Women's Health

Doctors Split on Avastin for Breast Cancer, Survey Says

An international survey of cancer doctors shows many question U.S. health advisers' 2010 rejection of Roche's drug Avastin to treat advanced breast cancer.

The small survey, published in the journal Cancer, shows almost half of the respondents would continue to use the drug under certain circumstances regardless of the final decision from the Food and Drug Administration.

"The controversy surrounding the FDAs decision on possibly withdrawing bevacizumab (Avastin's generic name) from its indication for use among women with (metastatic breast cancer) was felt across the globe," said Dr. Shaheenah Dawood, the survey's lead author, in an e-mail to Reuters Health.

Once thought to slow advanced, or metastatic, breast cancer by almost six months, more recent studies show Avastin only slowed the disease by two to three months.

The new numbers coupled with side effects, including ulcers in the stomach and intestines and blood clots, led an independent panel to reaffirm the FDA's proposal in June.

FDA commissioner Margaret Hamburg has yet to finalize the decision, but some insurers have already decided to stop paying for the $8,000-a-month drug. Others, including the federal Centers for Medicare and Medicaid Services, announced they will continue to cover the drug regardless of the FDA's decision.
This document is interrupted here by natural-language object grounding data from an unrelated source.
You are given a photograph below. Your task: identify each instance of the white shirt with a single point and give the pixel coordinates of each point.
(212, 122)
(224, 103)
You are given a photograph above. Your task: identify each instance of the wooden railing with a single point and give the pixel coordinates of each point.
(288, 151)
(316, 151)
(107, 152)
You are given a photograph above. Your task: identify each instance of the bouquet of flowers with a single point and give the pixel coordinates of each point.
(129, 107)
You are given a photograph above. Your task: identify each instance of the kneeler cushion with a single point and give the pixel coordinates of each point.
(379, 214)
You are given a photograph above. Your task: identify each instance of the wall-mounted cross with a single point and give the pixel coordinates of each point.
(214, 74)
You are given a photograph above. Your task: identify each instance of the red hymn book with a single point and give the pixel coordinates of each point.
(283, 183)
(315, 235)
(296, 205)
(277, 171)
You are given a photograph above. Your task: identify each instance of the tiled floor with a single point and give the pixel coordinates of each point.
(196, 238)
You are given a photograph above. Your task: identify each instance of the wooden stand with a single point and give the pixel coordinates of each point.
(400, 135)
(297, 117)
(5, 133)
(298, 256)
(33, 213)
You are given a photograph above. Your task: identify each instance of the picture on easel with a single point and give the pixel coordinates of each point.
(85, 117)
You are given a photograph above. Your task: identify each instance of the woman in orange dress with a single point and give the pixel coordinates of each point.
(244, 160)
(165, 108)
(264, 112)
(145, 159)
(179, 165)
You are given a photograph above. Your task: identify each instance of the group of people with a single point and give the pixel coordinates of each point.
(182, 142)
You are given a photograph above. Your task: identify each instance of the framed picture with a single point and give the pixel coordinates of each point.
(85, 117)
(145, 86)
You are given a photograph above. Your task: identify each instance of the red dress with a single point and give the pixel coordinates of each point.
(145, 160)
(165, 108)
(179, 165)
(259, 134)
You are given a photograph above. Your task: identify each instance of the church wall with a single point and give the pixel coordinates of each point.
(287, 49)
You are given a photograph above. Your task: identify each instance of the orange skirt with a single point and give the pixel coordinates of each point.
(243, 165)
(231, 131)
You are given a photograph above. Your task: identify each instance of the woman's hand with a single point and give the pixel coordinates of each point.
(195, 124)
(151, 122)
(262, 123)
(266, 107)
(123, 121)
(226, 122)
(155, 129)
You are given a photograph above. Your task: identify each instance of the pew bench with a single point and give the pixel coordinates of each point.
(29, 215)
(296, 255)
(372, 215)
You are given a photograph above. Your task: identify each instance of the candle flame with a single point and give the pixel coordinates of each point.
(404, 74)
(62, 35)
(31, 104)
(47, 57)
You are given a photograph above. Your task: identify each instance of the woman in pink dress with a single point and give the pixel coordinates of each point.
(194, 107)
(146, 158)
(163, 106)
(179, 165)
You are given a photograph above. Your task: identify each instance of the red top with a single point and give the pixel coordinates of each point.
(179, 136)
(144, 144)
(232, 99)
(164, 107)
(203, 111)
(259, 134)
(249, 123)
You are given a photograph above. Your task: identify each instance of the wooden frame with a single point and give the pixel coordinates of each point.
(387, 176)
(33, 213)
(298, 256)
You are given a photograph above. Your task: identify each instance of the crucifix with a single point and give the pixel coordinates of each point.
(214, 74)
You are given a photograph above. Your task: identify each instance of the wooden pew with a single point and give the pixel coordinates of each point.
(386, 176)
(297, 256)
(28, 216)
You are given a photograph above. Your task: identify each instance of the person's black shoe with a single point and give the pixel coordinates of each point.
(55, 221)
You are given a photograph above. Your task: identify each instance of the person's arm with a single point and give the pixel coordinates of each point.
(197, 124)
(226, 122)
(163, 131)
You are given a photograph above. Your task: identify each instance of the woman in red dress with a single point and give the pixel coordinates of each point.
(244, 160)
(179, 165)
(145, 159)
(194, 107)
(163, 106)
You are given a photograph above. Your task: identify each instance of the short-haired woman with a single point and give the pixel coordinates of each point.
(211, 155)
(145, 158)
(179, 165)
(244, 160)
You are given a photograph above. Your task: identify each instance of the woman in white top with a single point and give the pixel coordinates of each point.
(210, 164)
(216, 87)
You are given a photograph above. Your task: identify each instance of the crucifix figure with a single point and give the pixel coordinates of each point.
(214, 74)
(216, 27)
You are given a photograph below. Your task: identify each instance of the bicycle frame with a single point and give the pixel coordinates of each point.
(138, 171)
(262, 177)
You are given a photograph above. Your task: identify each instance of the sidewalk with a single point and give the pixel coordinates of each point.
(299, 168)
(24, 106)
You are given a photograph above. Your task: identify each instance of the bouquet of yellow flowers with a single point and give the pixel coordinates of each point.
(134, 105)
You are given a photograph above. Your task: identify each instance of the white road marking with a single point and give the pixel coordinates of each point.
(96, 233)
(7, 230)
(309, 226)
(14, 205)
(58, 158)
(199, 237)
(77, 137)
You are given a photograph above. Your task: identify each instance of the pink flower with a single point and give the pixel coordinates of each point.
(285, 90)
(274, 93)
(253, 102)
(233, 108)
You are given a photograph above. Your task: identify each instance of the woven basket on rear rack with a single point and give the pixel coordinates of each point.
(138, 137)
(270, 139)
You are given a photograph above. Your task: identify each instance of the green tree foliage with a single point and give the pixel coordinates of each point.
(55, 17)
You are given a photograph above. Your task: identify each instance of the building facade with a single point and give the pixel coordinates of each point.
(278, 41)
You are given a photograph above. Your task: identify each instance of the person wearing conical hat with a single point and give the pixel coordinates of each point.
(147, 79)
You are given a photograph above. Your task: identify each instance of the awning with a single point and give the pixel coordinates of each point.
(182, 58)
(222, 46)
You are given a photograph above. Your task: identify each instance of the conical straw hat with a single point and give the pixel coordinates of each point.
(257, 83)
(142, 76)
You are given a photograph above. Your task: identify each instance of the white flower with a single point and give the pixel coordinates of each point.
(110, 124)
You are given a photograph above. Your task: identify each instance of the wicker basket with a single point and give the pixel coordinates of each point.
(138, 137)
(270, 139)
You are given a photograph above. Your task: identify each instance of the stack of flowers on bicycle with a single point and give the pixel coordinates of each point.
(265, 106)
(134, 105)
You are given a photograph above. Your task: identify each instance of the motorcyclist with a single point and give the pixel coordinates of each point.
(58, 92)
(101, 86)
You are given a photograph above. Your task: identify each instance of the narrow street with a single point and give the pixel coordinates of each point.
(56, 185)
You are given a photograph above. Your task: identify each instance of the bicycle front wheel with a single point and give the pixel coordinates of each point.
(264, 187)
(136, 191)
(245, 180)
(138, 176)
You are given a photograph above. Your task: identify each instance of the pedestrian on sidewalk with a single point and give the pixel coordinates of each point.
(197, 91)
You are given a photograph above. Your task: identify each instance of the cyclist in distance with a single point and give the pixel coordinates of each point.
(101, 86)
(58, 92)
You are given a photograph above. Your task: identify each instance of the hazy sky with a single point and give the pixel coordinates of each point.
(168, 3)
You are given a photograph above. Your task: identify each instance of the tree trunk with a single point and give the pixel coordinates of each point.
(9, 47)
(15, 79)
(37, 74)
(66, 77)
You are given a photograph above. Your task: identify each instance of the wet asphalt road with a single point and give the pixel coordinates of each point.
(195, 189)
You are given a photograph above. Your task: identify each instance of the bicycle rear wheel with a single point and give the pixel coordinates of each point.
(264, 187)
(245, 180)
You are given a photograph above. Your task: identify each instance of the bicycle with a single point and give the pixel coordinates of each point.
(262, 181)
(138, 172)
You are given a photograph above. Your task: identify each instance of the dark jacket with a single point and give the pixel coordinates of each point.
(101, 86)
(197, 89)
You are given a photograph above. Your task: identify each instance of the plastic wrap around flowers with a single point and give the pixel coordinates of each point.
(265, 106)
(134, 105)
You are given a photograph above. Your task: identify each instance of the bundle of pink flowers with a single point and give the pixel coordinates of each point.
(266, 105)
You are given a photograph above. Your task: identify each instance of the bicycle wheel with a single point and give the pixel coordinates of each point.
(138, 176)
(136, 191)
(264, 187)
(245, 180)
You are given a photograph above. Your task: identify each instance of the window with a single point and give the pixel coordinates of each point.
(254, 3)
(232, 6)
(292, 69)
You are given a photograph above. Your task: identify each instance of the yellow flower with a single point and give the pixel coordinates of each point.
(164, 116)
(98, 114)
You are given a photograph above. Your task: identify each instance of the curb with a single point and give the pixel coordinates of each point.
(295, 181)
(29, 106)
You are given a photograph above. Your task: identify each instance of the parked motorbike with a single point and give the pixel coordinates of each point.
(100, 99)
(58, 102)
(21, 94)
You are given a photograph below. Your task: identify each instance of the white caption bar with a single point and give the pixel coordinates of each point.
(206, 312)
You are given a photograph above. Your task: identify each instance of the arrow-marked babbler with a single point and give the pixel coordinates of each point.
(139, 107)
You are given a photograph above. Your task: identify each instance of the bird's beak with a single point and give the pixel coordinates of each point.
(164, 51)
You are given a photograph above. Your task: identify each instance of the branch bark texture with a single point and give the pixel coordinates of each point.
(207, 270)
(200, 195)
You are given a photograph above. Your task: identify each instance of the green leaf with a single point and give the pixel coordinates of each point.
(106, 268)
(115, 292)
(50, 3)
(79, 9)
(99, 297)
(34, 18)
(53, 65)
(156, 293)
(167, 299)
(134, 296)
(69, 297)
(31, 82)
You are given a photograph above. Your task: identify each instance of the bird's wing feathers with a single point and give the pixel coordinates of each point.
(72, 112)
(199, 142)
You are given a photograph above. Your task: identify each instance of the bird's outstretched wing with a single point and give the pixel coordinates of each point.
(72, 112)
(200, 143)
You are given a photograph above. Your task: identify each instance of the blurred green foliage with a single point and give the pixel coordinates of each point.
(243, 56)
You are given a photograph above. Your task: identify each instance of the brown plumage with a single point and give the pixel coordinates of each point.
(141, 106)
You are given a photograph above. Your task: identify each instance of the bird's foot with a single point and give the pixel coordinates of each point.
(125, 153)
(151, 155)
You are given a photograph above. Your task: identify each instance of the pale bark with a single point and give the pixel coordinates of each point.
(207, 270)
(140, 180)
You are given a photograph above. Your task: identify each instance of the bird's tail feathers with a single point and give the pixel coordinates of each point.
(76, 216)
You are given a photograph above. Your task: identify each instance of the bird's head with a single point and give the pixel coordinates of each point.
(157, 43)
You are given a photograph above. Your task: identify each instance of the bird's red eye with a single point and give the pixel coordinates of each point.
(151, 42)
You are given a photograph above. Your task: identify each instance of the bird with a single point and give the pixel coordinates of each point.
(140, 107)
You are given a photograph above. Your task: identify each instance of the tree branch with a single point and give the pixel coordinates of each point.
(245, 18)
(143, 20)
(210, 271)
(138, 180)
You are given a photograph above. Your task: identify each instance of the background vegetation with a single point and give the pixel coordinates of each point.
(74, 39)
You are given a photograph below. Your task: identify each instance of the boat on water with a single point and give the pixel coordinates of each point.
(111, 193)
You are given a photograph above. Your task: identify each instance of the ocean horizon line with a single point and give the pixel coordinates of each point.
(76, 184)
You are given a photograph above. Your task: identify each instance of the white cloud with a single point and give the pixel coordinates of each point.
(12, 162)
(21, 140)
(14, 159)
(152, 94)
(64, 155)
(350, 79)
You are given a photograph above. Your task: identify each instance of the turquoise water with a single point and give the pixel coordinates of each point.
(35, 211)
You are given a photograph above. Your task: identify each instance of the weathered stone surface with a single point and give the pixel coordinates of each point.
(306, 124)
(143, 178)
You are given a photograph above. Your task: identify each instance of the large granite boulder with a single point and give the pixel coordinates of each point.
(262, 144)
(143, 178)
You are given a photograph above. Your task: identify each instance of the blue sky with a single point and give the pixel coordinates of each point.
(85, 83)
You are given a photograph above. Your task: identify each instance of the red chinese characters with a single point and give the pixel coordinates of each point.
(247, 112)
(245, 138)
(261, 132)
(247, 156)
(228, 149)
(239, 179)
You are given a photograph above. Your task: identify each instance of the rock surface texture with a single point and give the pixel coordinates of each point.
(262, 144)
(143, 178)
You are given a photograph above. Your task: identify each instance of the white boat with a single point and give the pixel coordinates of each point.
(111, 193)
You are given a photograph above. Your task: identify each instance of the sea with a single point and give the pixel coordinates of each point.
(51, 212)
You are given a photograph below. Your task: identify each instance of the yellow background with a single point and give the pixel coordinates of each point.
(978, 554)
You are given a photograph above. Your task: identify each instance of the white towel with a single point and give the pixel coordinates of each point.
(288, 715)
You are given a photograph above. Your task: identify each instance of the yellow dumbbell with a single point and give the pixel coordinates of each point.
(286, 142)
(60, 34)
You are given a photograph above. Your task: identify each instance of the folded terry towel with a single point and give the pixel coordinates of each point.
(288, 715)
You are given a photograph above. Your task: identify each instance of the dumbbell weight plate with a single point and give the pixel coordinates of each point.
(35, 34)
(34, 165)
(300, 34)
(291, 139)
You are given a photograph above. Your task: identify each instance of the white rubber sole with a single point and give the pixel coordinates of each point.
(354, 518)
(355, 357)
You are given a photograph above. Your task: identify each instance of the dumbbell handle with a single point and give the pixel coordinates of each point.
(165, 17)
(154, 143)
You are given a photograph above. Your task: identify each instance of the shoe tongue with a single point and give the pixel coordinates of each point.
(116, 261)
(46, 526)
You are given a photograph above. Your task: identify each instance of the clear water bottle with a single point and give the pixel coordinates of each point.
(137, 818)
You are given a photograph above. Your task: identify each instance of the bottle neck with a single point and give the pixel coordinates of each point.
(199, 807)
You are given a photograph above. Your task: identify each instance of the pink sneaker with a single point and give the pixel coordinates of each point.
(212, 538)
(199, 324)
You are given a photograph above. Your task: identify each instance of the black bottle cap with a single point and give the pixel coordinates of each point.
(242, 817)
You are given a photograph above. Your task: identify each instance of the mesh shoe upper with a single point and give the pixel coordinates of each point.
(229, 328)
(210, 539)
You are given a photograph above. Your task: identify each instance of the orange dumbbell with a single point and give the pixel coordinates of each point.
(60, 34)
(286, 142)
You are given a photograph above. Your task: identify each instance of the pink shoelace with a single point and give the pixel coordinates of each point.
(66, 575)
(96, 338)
Avastin's use for lung, kidney and brain cancers hasn't been challenged.

Dawood, of Dubai Hospital in United Arab Emirates, and her colleagues sent the survey to about 3,000 cancer doctors. Only 564 responded, however, limiting how representative the new findings are.

More than four out of 10 doctors said they would continue to use the drug under certain circumstances even if the FDA rejected it, and eight percent said, "of course I will use it."
A fifth of the respondents said they would not use the drug at all, and nine percent said they would be reluctant to use it.

"In the ideal world, I would like the ability to prescribe Avastin for my patients," said Dr. Eric Winer, director of the Breast Oncology Center at the Dana-Farber Cancer Institute in Boston. "However, I don't think this is a huge travesty if it's not available."

Winer said he has cut back on using Avastin in his own center, but said he did it independently of the FDA's proposal.

"Like the panel we were paying attention to the data coming out from other clinical trials," Winer told Reuters Health.

Although the FDA does not consider cost in its decisions, 78 percent of respondents thought it did. Even more thought the FDA's decision might open the door to the evaluation of other drugs.

The survey was conducted through the United Arab Emirates Cancer Congress. Dawood received honoraria from Roche, Avastin's manufacturer, but she said it was not connected to the survey.